Jueves 29 de diciembre. Matutina para adultos – “La última palabra”
«Hendió una roca y brotó agua, como un río fluyó por el desierto. Se acordó de su santa promesa, la que había hecho a Abrahán, su siervo, y con gozo liberó a su pueblo, con regocijo a sus elegidos”. Salmo 105: 41-43, LPH
¡POBRE MOISÉS! Durante cuarenta años largos y agotadores viene siendo tanto niñera como dirigente de una congregación de niños. Lleva cuarenta años rogando al Señor que, por favor, dé al pueblo una nueva oportunidad: «si no, bórrame del libro que has escrito» (Éxo. 32: 32). Y ahora, en la frontera misma de la tierra prometida, el jefe pierde los papeles, se desmorona y, en un abrir y cerrar de ojos, oye la sentencia divina: «No pasarás allá» (Deut. 34: 4). En su discurso de despedida, Moisés cuenta a los hijos de Israel que rogó a Dios que revocase el veredicto, hasta que, por fin, Cristo no pudo aguantar más. Cuando tu hijo llora, también te rompe el corazón. «No me hables más de este asunto» (Deut. 3: 26).
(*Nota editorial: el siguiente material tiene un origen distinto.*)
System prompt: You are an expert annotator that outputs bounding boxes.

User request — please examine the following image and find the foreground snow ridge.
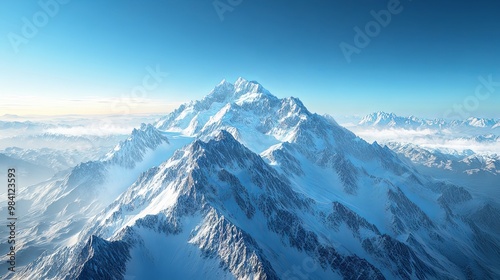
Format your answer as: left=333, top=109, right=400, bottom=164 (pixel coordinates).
left=8, top=78, right=500, bottom=279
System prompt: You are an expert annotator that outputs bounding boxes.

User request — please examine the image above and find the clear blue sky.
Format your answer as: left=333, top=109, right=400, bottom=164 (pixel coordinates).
left=0, top=0, right=500, bottom=118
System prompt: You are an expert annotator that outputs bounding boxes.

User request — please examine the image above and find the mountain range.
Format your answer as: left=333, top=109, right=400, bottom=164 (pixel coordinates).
left=2, top=78, right=500, bottom=279
left=358, top=112, right=500, bottom=132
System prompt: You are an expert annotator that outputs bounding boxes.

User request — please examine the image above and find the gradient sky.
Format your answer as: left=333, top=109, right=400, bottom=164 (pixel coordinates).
left=0, top=0, right=500, bottom=118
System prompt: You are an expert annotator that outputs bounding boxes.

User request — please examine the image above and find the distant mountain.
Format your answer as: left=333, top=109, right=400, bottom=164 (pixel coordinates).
left=358, top=112, right=500, bottom=131
left=0, top=153, right=56, bottom=190
left=7, top=78, right=500, bottom=279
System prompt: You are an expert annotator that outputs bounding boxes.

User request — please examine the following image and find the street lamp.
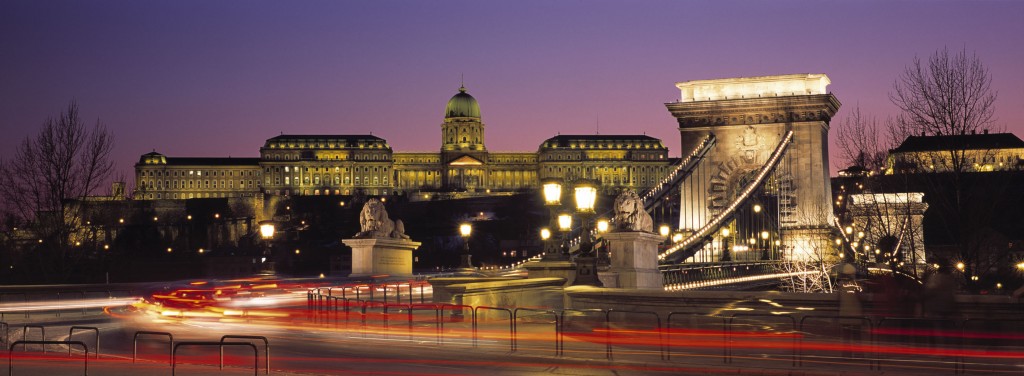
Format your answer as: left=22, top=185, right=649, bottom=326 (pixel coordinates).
left=722, top=227, right=732, bottom=261
left=572, top=179, right=602, bottom=287
left=459, top=223, right=473, bottom=269
left=259, top=220, right=278, bottom=274
left=574, top=179, right=597, bottom=255
left=541, top=178, right=571, bottom=261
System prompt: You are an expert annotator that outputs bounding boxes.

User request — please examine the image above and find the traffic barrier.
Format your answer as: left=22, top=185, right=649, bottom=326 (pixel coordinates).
left=473, top=305, right=515, bottom=352
left=131, top=331, right=174, bottom=365
left=874, top=318, right=963, bottom=373
left=797, top=315, right=878, bottom=370
left=604, top=309, right=665, bottom=361
left=7, top=341, right=89, bottom=376
left=68, top=327, right=99, bottom=359
left=20, top=325, right=46, bottom=353
left=725, top=314, right=797, bottom=366
left=512, top=308, right=562, bottom=357
left=220, top=334, right=270, bottom=375
left=558, top=308, right=608, bottom=356
left=171, top=342, right=256, bottom=376
left=665, top=311, right=728, bottom=363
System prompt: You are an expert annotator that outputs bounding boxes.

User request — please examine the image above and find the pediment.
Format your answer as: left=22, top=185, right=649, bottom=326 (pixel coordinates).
left=449, top=156, right=483, bottom=166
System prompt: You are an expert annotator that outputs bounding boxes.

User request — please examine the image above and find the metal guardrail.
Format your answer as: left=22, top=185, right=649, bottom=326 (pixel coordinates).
left=665, top=311, right=728, bottom=363
left=131, top=331, right=174, bottom=365
left=7, top=341, right=89, bottom=376
left=68, top=327, right=99, bottom=359
left=440, top=303, right=477, bottom=347
left=558, top=308, right=609, bottom=356
left=171, top=341, right=256, bottom=376
left=19, top=325, right=46, bottom=353
left=220, top=334, right=270, bottom=375
left=874, top=318, right=964, bottom=374
left=0, top=321, right=10, bottom=347
left=0, top=290, right=132, bottom=320
left=307, top=288, right=1024, bottom=373
left=797, top=315, right=881, bottom=370
left=604, top=309, right=665, bottom=361
left=725, top=314, right=797, bottom=367
left=512, top=308, right=562, bottom=357
left=473, top=305, right=515, bottom=352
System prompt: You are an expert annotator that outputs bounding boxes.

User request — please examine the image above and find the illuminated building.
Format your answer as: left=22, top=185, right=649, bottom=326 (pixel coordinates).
left=135, top=87, right=674, bottom=200
left=886, top=131, right=1024, bottom=174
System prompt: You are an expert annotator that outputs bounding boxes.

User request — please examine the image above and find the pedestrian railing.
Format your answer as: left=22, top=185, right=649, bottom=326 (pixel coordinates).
left=171, top=340, right=260, bottom=376
left=512, top=308, right=562, bottom=357
left=131, top=331, right=174, bottom=365
left=7, top=340, right=89, bottom=376
left=20, top=325, right=46, bottom=353
left=797, top=315, right=878, bottom=370
left=68, top=327, right=99, bottom=359
left=665, top=311, right=728, bottom=363
left=220, top=334, right=270, bottom=375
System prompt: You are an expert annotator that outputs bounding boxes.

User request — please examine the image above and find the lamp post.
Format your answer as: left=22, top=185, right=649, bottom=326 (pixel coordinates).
left=541, top=178, right=571, bottom=261
left=555, top=212, right=572, bottom=260
left=459, top=223, right=473, bottom=269
left=574, top=179, right=597, bottom=254
left=595, top=218, right=611, bottom=265
left=572, top=179, right=602, bottom=286
left=259, top=220, right=275, bottom=274
left=722, top=227, right=732, bottom=261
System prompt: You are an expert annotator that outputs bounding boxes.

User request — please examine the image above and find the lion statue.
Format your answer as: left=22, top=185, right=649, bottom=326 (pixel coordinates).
left=613, top=190, right=654, bottom=233
left=353, top=199, right=409, bottom=239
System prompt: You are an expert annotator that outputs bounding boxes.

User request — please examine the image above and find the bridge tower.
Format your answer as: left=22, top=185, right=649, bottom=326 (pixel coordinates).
left=666, top=74, right=840, bottom=259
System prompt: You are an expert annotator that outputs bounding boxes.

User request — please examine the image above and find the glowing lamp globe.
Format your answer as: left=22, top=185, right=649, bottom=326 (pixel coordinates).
left=542, top=179, right=562, bottom=206
left=558, top=213, right=572, bottom=232
left=259, top=222, right=274, bottom=239
left=574, top=180, right=597, bottom=213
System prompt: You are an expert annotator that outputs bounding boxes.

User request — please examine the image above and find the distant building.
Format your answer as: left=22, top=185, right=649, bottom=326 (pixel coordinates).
left=886, top=131, right=1024, bottom=174
left=134, top=87, right=675, bottom=200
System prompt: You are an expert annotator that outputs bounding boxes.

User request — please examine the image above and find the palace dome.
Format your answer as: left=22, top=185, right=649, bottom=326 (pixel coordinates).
left=444, top=86, right=480, bottom=118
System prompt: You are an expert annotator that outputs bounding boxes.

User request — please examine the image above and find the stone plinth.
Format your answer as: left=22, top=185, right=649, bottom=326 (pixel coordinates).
left=341, top=239, right=421, bottom=277
left=522, top=260, right=577, bottom=286
left=601, top=232, right=665, bottom=290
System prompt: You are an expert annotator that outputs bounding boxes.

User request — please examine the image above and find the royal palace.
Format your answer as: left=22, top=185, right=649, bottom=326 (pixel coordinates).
left=135, top=87, right=678, bottom=200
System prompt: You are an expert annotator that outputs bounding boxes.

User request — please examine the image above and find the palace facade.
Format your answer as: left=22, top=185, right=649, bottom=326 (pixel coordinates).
left=134, top=87, right=678, bottom=200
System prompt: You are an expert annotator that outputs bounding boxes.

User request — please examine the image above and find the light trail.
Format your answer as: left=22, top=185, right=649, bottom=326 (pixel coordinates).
left=0, top=297, right=142, bottom=314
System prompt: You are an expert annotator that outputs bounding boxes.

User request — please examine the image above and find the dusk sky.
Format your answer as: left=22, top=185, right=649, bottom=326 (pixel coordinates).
left=0, top=0, right=1024, bottom=179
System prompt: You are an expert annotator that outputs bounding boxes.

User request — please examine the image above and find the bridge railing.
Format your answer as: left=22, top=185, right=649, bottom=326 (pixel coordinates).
left=657, top=130, right=794, bottom=261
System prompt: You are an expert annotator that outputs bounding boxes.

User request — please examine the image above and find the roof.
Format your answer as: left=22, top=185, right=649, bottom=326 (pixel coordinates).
left=547, top=134, right=662, bottom=142
left=444, top=86, right=480, bottom=118
left=267, top=134, right=384, bottom=141
left=892, top=133, right=1024, bottom=153
left=167, top=157, right=259, bottom=166
left=541, top=134, right=662, bottom=148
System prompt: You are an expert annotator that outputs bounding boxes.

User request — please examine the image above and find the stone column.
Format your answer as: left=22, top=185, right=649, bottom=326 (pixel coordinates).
left=341, top=239, right=421, bottom=277
left=603, top=232, right=665, bottom=290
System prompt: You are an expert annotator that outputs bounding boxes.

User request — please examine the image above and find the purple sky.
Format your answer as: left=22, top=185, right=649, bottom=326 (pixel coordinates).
left=0, top=0, right=1024, bottom=182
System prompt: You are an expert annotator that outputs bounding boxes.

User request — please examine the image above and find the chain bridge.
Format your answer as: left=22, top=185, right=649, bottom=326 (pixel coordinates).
left=512, top=74, right=864, bottom=290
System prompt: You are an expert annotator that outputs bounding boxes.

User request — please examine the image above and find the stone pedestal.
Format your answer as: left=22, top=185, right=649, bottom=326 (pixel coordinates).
left=341, top=239, right=421, bottom=277
left=601, top=233, right=665, bottom=290
left=522, top=260, right=577, bottom=286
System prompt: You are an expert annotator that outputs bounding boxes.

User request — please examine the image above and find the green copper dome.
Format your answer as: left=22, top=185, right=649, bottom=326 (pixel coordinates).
left=444, top=86, right=480, bottom=118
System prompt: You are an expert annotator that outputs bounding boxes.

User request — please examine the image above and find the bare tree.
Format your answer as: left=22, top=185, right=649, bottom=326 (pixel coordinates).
left=888, top=48, right=998, bottom=172
left=889, top=48, right=1009, bottom=284
left=836, top=106, right=892, bottom=171
left=0, top=101, right=114, bottom=279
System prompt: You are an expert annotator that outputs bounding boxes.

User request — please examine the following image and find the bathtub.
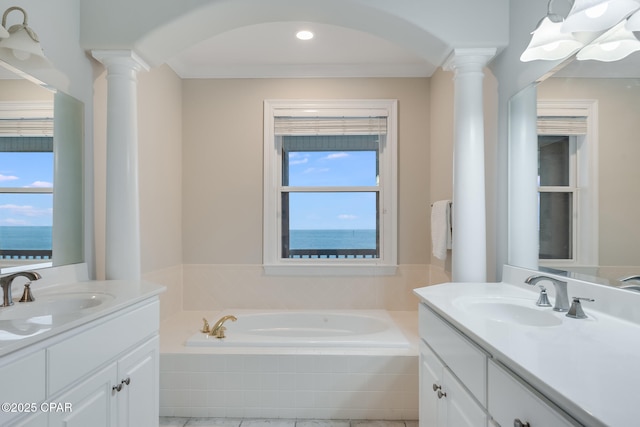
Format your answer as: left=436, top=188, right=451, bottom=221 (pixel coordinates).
left=160, top=310, right=419, bottom=420
left=185, top=310, right=410, bottom=348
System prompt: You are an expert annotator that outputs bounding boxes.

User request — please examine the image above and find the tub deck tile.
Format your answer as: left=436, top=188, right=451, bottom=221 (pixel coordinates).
left=159, top=417, right=418, bottom=427
left=240, top=418, right=296, bottom=427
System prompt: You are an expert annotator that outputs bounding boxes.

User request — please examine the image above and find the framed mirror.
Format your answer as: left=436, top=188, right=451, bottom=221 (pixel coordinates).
left=510, top=54, right=640, bottom=285
left=0, top=63, right=84, bottom=274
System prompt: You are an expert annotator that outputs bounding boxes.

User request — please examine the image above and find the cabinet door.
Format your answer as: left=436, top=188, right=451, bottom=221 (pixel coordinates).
left=49, top=363, right=116, bottom=427
left=489, top=362, right=579, bottom=427
left=118, top=336, right=159, bottom=427
left=9, top=412, right=49, bottom=427
left=419, top=342, right=446, bottom=427
left=439, top=368, right=487, bottom=427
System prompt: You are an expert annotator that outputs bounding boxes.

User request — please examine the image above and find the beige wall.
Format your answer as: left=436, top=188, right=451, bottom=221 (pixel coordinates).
left=538, top=78, right=640, bottom=266
left=183, top=79, right=430, bottom=265
left=183, top=79, right=430, bottom=310
left=95, top=66, right=504, bottom=310
left=0, top=79, right=53, bottom=102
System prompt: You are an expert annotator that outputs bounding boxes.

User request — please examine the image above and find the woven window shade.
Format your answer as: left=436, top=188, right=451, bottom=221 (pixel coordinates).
left=0, top=118, right=53, bottom=136
left=274, top=117, right=387, bottom=135
left=538, top=116, right=587, bottom=135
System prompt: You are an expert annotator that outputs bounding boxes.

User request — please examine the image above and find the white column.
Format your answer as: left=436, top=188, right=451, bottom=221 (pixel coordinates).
left=92, top=50, right=149, bottom=279
left=444, top=49, right=496, bottom=282
left=507, top=85, right=540, bottom=270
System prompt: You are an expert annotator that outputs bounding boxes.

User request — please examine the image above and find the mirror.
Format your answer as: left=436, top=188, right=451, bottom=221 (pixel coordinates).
left=0, top=64, right=84, bottom=274
left=510, top=54, right=640, bottom=285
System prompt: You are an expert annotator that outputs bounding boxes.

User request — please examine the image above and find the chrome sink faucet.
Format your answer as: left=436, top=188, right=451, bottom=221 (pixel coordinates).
left=0, top=271, right=42, bottom=307
left=524, top=275, right=569, bottom=311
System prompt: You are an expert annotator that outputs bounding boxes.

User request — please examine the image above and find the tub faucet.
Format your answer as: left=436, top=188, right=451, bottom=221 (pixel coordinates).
left=524, top=275, right=569, bottom=311
left=0, top=271, right=42, bottom=307
left=209, top=314, right=238, bottom=338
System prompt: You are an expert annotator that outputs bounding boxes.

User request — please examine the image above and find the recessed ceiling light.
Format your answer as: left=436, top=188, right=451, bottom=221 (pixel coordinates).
left=296, top=30, right=313, bottom=40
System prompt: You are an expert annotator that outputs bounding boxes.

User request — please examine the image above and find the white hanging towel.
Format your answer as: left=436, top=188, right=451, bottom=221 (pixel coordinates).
left=431, top=200, right=451, bottom=260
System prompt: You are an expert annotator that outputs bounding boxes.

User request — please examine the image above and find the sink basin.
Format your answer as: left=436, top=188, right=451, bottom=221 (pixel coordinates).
left=0, top=292, right=114, bottom=321
left=452, top=297, right=562, bottom=327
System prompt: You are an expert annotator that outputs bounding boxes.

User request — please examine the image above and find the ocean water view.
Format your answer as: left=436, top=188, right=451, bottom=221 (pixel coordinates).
left=0, top=226, right=52, bottom=250
left=289, top=230, right=376, bottom=249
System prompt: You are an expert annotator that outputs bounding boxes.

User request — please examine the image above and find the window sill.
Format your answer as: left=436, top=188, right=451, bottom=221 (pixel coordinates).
left=263, top=264, right=398, bottom=276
Moisés está de pie ante su pueblo por última vez. Con los brazos extendidos ante aquel mar de rostros, sus últimas palabras son una promesa inolvidable para los elegidos de todos los tiempos: «¡Bienaventurado tú, Israel! ¿Quién como tú, pueblo salvado por Jehová? Él es tu escudo protector, la espada de tu triunfo. Así que tus enemigos serán humillados, y tú pisotearás sus lugares altos» (Deut. 33: 29). Y entonces el varón de Dios se aparta lentamente de los que han sido su vida y, completamente solo, empieza el ascenso final a su última montaña. Allí, en la cima del monte Nebo, el Señor le mostró toda la tierra; después Moisés falleció y el Señor lo enterró, pero «hasta la fecha nadie sabe dónde está su sepultura» (ver Deut. 34: 1-6, NVI); nadie, por supuesto, salvo Dios, que nunca olvida dónde están sus amigos.
Un día, en el canal History del cielo, quiero ver la repetición divina del momento vertiginoso de Judas 9, cuando la Misericordia llegó desde el salón del trono del universo para emplazar a alguien. Imponente, sobre los restos polvorientos de su fiel amigo, se alza el Cristo reencarnado, vestido en la ardiente luz blanca de la eternidad. Levanta las manos. Los ángeles que lo han acompañado y Lucifer con sus demonios, que inútilmente han intentado resistirlo, observan todos con los ojos como platos, porque nadie en la historia galáctica ha contemplado aun lo que está a punto de suceder. Se oye un grito triunfante: «Despiértate, tú que duermes, y levántate de los muertos» (Efe. 5: 14). Y «en un abrir y cerrar de ojos» (1 Cor. 15: 52), ante un universo que ha aguantado la respiración, tiembla el polvo que cubre la montaña y, de repente, Moisés es: ¡joven y para siempre! Y en el subsiguiente alborozo extático, mientras Cristo y el amigo se abrazan, el universo se inclina maravillado ante la resplandeciente verdad de que ¡ni siquiera la muerte puede impedir la entrada de los elegidos a la tierra prometida! Bendito sea el Dios que siempre tendrá la última palabra.